If you can't get it yourself, let me know and I'll loan you my copy or verbally explain his proposal to you. It doesn't actually solve the whole problem of divorce, but it makes the issues more coherent, and I think you'll find the logic readily accessible.
Fourth, and I'm sorry to disagree, but I found Piper's comments lamentable at points. His agrumentation is faulty at a number of places (even making room for him to weigh the evidence differently), his ad hominem attacks are not appreciated, and his advice to lay people to 'ignore scholarly research and trust what they can see for themselves' is very, very wrong and dangerous. Piper's position, though allowable, isn't even mainstream evangelical (cf. Köstenberger). Given his level of influence over both pastors and lay people, he should be more cautious with his words.

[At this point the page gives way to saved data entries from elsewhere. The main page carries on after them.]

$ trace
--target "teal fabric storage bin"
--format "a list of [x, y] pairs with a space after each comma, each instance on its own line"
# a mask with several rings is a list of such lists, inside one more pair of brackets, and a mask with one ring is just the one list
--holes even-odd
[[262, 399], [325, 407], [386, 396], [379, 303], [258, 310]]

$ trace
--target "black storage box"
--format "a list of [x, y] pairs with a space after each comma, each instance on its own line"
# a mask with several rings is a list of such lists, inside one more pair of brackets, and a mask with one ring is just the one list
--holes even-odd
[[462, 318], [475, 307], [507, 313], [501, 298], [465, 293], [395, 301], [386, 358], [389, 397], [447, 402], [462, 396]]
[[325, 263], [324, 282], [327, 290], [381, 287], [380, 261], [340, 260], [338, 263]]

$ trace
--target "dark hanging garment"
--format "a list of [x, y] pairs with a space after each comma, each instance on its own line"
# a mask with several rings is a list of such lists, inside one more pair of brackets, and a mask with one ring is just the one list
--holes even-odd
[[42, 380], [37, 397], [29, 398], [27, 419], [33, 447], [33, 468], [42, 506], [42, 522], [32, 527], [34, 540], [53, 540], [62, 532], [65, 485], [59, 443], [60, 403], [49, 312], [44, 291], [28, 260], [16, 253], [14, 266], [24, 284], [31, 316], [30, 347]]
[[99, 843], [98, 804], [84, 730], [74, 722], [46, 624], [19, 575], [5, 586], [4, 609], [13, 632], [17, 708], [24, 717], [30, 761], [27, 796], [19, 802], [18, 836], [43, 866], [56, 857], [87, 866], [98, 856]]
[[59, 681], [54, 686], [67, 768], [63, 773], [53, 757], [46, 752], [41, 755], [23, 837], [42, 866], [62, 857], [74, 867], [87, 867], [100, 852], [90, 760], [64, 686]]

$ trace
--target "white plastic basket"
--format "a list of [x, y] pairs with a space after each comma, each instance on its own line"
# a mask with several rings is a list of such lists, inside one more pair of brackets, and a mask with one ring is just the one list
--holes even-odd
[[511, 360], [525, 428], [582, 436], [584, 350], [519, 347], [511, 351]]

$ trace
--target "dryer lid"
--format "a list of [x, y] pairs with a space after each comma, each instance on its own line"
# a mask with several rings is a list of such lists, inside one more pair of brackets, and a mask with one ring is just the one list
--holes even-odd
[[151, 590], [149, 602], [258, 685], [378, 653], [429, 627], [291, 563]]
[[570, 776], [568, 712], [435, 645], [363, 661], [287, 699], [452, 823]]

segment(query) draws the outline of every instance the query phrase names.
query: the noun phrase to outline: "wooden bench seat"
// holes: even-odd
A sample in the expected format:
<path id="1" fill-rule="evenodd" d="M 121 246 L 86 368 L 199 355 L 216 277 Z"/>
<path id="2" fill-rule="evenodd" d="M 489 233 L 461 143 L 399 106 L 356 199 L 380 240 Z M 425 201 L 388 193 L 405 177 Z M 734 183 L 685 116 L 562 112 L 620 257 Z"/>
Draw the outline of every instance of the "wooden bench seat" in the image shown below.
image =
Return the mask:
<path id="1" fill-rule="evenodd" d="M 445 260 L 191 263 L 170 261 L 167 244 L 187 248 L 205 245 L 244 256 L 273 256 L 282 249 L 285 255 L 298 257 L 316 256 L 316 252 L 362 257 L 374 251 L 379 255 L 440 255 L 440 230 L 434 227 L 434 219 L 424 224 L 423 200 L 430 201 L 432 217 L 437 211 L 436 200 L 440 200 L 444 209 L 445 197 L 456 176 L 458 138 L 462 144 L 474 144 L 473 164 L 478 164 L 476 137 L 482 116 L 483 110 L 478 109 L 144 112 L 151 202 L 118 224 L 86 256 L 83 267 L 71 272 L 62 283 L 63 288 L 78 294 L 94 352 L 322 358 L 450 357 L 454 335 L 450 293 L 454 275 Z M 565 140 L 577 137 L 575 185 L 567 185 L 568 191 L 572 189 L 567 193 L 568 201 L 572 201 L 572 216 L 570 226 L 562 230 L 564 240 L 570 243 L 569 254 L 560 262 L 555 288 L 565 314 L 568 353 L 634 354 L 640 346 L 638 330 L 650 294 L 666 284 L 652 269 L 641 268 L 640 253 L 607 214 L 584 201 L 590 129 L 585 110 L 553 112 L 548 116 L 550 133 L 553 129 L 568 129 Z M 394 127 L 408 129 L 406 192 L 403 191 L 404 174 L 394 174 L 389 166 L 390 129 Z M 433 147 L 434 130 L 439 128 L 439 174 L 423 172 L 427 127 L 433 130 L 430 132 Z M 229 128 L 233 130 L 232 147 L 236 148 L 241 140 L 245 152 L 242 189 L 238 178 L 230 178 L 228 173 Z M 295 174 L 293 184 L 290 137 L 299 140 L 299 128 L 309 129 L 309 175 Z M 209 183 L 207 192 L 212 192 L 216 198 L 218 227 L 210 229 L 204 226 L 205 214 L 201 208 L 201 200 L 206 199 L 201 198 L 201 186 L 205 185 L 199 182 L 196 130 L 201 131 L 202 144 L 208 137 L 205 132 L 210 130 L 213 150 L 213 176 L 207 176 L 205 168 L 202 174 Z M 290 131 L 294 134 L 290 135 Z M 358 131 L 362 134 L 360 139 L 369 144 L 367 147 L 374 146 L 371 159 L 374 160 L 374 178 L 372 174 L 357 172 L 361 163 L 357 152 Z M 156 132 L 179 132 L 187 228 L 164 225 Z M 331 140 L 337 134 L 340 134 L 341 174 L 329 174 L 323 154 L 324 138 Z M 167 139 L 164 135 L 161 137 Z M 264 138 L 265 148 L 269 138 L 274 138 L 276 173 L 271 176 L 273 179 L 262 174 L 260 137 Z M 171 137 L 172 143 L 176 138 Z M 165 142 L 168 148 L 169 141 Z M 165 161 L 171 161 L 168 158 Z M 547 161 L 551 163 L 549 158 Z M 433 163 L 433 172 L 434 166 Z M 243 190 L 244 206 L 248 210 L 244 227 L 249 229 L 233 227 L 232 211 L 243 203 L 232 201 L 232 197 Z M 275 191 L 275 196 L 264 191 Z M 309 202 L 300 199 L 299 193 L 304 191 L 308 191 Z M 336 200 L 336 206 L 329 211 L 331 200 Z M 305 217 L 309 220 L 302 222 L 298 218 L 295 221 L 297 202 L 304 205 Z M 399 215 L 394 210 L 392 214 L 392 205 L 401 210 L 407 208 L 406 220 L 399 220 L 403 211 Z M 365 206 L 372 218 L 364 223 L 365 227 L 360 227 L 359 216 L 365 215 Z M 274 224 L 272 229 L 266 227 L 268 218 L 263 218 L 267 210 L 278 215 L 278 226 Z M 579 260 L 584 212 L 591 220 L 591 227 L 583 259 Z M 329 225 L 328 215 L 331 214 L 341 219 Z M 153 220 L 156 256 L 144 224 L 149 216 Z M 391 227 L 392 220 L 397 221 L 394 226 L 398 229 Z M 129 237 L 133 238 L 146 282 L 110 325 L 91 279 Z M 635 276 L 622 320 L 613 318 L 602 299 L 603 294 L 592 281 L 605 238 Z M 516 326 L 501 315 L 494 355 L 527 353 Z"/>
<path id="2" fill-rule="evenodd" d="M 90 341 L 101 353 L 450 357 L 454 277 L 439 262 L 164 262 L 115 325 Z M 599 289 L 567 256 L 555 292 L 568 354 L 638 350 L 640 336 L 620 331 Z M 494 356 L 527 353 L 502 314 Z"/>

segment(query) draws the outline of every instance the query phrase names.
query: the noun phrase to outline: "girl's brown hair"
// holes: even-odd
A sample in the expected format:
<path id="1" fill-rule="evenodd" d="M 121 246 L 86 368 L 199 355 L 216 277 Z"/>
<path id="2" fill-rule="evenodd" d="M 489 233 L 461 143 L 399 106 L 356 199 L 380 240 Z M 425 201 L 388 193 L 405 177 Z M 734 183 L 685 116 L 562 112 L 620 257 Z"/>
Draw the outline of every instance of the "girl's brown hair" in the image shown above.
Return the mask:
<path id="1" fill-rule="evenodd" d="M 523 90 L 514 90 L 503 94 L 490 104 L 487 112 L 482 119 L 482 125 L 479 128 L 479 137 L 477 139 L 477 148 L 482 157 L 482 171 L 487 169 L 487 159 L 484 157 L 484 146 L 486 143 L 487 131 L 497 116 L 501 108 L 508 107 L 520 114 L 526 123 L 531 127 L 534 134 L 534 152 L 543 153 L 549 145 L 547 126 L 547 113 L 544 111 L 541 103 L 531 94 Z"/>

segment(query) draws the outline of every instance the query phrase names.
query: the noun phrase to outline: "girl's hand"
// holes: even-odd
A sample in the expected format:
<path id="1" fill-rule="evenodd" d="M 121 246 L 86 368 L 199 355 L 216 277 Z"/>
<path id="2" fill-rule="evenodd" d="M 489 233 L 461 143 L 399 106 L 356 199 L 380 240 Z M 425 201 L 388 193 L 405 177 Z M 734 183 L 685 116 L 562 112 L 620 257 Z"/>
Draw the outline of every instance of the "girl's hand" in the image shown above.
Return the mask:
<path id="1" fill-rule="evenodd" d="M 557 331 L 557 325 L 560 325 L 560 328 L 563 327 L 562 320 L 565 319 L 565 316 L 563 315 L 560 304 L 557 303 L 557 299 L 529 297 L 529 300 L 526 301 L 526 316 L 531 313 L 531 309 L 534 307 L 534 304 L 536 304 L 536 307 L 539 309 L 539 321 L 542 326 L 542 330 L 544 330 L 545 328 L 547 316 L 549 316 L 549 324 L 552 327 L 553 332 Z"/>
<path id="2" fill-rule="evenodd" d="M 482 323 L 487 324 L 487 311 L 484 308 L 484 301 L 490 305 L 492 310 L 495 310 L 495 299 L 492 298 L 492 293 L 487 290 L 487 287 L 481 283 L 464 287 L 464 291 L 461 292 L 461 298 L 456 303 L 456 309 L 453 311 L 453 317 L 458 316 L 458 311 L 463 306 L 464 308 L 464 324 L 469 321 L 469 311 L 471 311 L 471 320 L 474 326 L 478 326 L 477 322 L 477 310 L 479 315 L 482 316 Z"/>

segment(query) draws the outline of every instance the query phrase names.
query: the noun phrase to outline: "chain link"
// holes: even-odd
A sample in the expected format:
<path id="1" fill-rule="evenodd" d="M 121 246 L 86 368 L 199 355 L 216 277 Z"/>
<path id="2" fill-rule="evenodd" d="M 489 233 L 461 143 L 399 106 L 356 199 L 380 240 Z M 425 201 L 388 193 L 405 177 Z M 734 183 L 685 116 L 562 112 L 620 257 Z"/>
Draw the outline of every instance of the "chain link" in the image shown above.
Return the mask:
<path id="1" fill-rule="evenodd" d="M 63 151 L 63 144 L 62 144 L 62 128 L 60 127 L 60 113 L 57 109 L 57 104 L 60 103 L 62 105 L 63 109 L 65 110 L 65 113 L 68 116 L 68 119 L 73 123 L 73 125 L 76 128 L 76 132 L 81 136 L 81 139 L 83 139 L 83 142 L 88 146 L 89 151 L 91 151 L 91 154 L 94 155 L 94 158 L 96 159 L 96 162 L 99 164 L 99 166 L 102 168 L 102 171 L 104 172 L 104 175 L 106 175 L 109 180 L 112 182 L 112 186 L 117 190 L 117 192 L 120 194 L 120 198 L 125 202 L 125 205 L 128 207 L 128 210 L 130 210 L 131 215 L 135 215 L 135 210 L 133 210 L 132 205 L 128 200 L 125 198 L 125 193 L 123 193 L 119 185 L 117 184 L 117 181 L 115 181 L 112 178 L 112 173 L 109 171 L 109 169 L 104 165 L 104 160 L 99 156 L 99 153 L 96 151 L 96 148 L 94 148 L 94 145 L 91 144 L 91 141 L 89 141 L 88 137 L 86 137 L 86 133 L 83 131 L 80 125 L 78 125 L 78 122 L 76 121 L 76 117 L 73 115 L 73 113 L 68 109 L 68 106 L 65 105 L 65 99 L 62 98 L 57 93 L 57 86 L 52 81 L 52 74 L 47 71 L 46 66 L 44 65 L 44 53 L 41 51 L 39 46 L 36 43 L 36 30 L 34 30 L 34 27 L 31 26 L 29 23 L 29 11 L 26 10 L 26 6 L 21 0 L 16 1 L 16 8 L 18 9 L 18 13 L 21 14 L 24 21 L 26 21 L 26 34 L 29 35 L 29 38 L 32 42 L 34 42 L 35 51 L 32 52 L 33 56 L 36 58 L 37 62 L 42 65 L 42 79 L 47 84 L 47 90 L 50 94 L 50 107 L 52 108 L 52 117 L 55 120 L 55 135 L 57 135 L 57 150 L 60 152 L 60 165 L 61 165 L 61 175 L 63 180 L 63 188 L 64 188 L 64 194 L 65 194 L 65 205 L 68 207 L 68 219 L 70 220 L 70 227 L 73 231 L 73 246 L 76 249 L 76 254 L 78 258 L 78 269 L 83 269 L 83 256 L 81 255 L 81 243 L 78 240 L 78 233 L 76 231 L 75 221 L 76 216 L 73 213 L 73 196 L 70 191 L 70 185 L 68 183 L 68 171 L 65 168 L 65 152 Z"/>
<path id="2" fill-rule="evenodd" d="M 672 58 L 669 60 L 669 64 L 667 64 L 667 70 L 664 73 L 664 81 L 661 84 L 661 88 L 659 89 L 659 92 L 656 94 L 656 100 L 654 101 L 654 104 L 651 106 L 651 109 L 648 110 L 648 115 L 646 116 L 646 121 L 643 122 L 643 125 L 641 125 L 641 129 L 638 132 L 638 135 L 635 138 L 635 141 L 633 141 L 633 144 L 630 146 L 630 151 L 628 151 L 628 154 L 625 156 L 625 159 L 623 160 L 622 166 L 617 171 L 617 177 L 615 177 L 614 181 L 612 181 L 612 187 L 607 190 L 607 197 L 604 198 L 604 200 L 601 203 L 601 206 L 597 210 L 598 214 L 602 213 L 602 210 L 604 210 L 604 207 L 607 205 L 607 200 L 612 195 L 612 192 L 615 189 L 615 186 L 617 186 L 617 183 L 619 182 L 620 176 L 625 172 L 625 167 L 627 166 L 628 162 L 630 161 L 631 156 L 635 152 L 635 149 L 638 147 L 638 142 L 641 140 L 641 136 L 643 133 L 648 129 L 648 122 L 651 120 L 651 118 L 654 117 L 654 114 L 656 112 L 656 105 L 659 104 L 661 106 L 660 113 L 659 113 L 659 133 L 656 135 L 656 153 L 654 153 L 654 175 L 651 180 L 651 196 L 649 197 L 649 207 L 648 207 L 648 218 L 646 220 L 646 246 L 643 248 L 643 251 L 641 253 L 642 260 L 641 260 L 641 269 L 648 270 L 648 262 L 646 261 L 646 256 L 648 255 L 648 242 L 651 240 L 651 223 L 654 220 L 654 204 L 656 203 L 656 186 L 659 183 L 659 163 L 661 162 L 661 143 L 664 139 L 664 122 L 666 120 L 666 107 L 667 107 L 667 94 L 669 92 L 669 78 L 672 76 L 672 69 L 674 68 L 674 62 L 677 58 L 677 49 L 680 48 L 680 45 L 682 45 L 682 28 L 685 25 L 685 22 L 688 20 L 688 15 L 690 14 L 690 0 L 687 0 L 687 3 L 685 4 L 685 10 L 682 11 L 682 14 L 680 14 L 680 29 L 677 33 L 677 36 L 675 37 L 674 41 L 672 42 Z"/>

Fifth, to those who have ever suffered under (or seen others suffer under) emotional neglect, it is far from an "amorphous" thing. Given Piper's typical sensitivity to the emotional aspects of humanity, this response grieved me.
Regarding the discussion, how about New Year's Eve, cgl?
Also, before then, would everybody be willing to weigh in at least whether or not they find divorce (1) acceptable at times or (2) more or less never acceptable? That would provide some bearings as we head into the discussion. For myself, I think divorce is acceptable at times--but I'm open to instruction here--and would reiterate by point above that divorce is always tragic.
Just thoughts and proposals.
I'd like to be in on the discussion, too, but I can't promise I'll make it through in one piece. I'm tearing up now. Sigh.
In my experience with divorces (my parents', friends' parents, friends/co-workers), the reasons are this selfishness/laziness and unfaithfulness (which relates to the first). The first reason to me is no excuse at all; I take a hard line with this one actually: "Marriage is hard. Get off your butt and work at it!" The second would suck (sorry for that word) for anybody whose spouse did that and would be grounds for divorce. However, I want to leave wiggle room for reconciliation and forgiveness because people can change.
Well, I can go into a lot more (and I think I read something my Nancy DeMoss on this, too), but maybe I'll save it for our discussion, should it materialize.
:)
That sounds good. I have so much to say but would rather discuss it sitting on my couch and since I don't have a laptop anymore I can't do that using the blog. Anyway, ya'll are invited over to our house to play games etc on New Years Eve. We are going to get a more detailed count and if there seems to be an enormous amount of people interested then we will switch it to church. Otherwise everyone is invited..it will be fun!! Everyone = Smiths, Hedges, Ritters, Hulls and whomever else.
I got to say this is right up there with one of the things i am most passionate about, I would be willing to go to blows with a brother who advises another brother of mine to get a divorce.
What if they advise a sister? Would you go to blows then too? (I ask that partially in jest, partially in sobriety.)
Let me reiterate, divorce is always tragic.
Amanda's right: marriage takes work--we all know that, and you can only imagine how hard I must be to live with. And so I heartily agree that in practice most of the reasons for divorce are unjustified.
We'll have to be careful in this discussion to listen to exactly what people are saying and what they aren't saying. Saying divorce is allowable in some cases is not the same as saying divorce is allowable in all cases. Nor is saying divorce is allowable in some cases the same as saying one must, or even should, get a divorce in those cases.
Although we should not lower the standard of Scripture on this issue, neither should we artificially raise it. Scripture must be the ultimate arbiter.
Tim (and everyone else): My own position on this issue is tentative, and so if you can show that Scripture clearly teaches zero divorce, then I will submit. I invoke all of you as witnesses to keep me honest when it comes to teachability on this issue.
Do you mean sister advising a sister or brother advising a sister. That does matter. I am complementarianist in the sense that i won't give blows to a sister.